The scale of this growth becomes clearer when looking at the broader market data. According to CoinGecko, total crypto RWA derivatives trading volume reached $347.17 billion in May 2026, a staggering increase from just $0.23 billion recorded in January 2025. Binance, MEXC, and Hyperliquid are the primary platforms driving this volume. Notably, speculative instruments continue to dominate trader preferences — TradFi perpetuals in 2026 have registered volumes more than eight times higher than traditional RWA spot trading.

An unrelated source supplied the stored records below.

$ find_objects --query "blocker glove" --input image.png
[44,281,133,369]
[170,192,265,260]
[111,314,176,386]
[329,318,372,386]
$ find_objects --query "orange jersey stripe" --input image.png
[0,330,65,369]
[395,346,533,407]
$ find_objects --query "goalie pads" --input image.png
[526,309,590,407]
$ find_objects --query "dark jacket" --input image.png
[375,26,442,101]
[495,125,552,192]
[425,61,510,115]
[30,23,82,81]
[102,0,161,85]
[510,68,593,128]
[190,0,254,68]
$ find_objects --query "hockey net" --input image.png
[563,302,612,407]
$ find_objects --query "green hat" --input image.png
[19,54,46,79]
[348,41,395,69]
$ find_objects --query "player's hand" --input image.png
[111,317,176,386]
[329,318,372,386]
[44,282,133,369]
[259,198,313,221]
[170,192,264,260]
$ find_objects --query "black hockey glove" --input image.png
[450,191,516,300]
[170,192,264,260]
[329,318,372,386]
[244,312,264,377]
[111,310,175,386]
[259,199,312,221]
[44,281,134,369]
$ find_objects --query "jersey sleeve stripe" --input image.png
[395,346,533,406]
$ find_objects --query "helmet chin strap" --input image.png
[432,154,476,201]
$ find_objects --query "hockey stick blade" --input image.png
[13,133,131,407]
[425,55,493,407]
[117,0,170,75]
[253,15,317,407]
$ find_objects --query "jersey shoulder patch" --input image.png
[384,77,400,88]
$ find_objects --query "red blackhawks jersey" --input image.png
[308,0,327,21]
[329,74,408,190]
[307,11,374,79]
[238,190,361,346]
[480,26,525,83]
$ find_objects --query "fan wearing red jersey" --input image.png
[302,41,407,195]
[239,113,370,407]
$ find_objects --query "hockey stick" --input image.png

The tokenized stock segment has also shattered previous records at a remarkable pace. In just five months of 2026, the market grew from $831 million to $34 billion by May — surpassing the entirety of the previous year's performance. Investor appetite remains heavily concentrated in the technology sector. NVDA and TSLA continue to lead secondary market activity, while Micron Technology (MU) has seen its turnover skyrocket to $13.16 billion. The addition of Microsoft fits seamlessly into this pattern, broadening the selection of high-demand tech brands available to traders.

However, there are important caveats that traders should be aware of before diving in. The instruments offered through Binance's bStocks platform, operated by BTech Holdings Limited, are classified as depositary receipts rather than actual shares. While their pricing is tied to exchange market values, they carry no voting rights, no entitlement to real dividends, and no direct corporate ownership.

Furthermore, buyers of bStocks instruments assume the full credit and operational risk of the issuer. Should any Binance-affiliated entity encounter financial difficulties, investors would have no legal recourse to claim real Microsoft or Meta shares on traditional stock markets like Wall Street. This distinction is critical for anyone considering these products as a substitute for conventional equity ownership.

Despite these limitations, the launch reflects a clear and growing appetite for tokenized exposure to blue-chip technology companies within the crypto ecosystem — a trend that shows no signs of slowing down.